Thursday, March 19, 2009

King of the Monkeys

through my newly found love of Southern Literature, i've recently discovered Eugene Walter. how i did not know about him before, i do not know-- after all, he grew up in Mobile, Alabama, was the city's most infamous character, and after decades spent living in New York, Paris, and Rome, came back to Mobile in the late 1980's and lived there until his death in 1998. Sucks for me that I never knew him, afterall, I grew up in Mobile from about 1990-2004!

anyway. he was quite an amazing person. he was a writer, poet, editor, actor, translator, puppeteer, basically everything good in life.



he was gay, though maybe never admittedly, as it seemed was the case with a lot of Southern writers/people in the art world in his day. like Truman Capote for instance, who Eugene knew, and who spent a lot of his life in Mobile too. one of my neighbors at home in Alabama was part of Eugene Walter's circle in Mobile back in the day. he & my mom are good friends. he has some other cool-gay-old-dude friends who own antique stores around town & my mom found some of Eugene's books there for me.

i just started reading Milking the Moon, which is his oral biography as told to Katherine Clark. i've only read a tiny bit of it so far but already i am completely enthralled with Eugene Walter.



one thing that Clark wrote about him in her introduction that really made an impression on me was how, though he was a very talented writer/actor/etc., he put his real genius into living his life; as if, his life was his greatest work of art. that idea, to me, is really incredible.

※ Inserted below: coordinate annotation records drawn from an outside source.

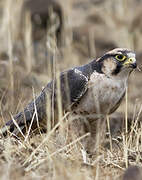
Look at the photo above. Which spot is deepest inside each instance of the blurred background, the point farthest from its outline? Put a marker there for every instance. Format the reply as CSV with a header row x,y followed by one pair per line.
x,y
40,37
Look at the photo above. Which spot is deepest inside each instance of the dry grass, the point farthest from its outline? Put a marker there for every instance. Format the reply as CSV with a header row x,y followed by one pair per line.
x,y
60,154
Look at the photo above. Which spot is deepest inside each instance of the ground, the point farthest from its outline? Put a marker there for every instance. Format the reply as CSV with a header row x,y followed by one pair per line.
x,y
89,29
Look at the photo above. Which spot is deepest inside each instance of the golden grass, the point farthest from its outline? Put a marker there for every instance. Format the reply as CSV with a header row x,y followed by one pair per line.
x,y
59,154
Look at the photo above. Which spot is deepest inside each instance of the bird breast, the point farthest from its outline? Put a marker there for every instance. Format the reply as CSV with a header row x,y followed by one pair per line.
x,y
103,95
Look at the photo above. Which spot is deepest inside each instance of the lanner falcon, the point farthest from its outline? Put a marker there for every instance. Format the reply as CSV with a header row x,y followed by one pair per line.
x,y
95,88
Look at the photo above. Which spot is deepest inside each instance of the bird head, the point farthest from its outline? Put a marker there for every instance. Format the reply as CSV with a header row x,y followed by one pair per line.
x,y
118,62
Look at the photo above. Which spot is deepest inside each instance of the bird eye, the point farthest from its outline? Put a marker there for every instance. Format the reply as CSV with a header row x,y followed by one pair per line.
x,y
120,57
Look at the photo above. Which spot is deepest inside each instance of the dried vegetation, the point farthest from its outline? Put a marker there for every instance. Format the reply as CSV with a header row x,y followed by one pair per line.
x,y
66,34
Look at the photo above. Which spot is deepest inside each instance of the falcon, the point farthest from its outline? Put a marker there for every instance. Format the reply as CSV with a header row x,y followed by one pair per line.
x,y
96,89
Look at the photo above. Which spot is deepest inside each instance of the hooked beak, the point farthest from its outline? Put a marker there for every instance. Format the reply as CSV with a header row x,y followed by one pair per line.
x,y
131,62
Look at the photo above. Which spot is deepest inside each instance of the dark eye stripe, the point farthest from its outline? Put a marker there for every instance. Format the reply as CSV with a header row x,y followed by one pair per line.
x,y
120,57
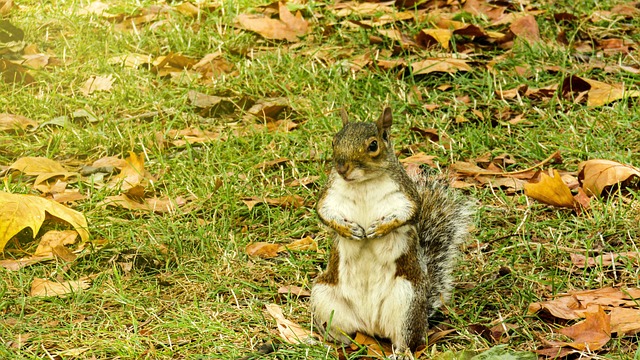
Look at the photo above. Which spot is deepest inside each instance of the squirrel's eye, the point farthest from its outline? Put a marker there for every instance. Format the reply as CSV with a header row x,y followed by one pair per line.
x,y
373,146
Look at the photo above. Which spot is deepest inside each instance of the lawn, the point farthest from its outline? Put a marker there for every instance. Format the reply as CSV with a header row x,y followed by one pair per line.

he also loved monkeys. they were his favorite animal. and he loved all "wayward things." in his most famous novel, The Untidy Pilgrim, the main character, who spends most of the book in Mobile, is based off himself. the title "untidy pilgrim" is a juxtoposition of the unrelenting work ethic of early Puritan pilgrims, which was passed down generation after generation to those hard workers up in the North. but in the South, there were only UNTIDY pilgrims, who did not have their lives mapped out, and who were more leisurely; they were the "monkeys" according to Eugene, who lived in the "green and crazy land" of the South.

i love that sentiment.

1 comment:

Anonymous said...

I found a first edition of LOVE YOU GOOD, SEE YOU LATER by Eugene Walter about 10 years ago at a thrift store in Century, FL for 25 cents, I think.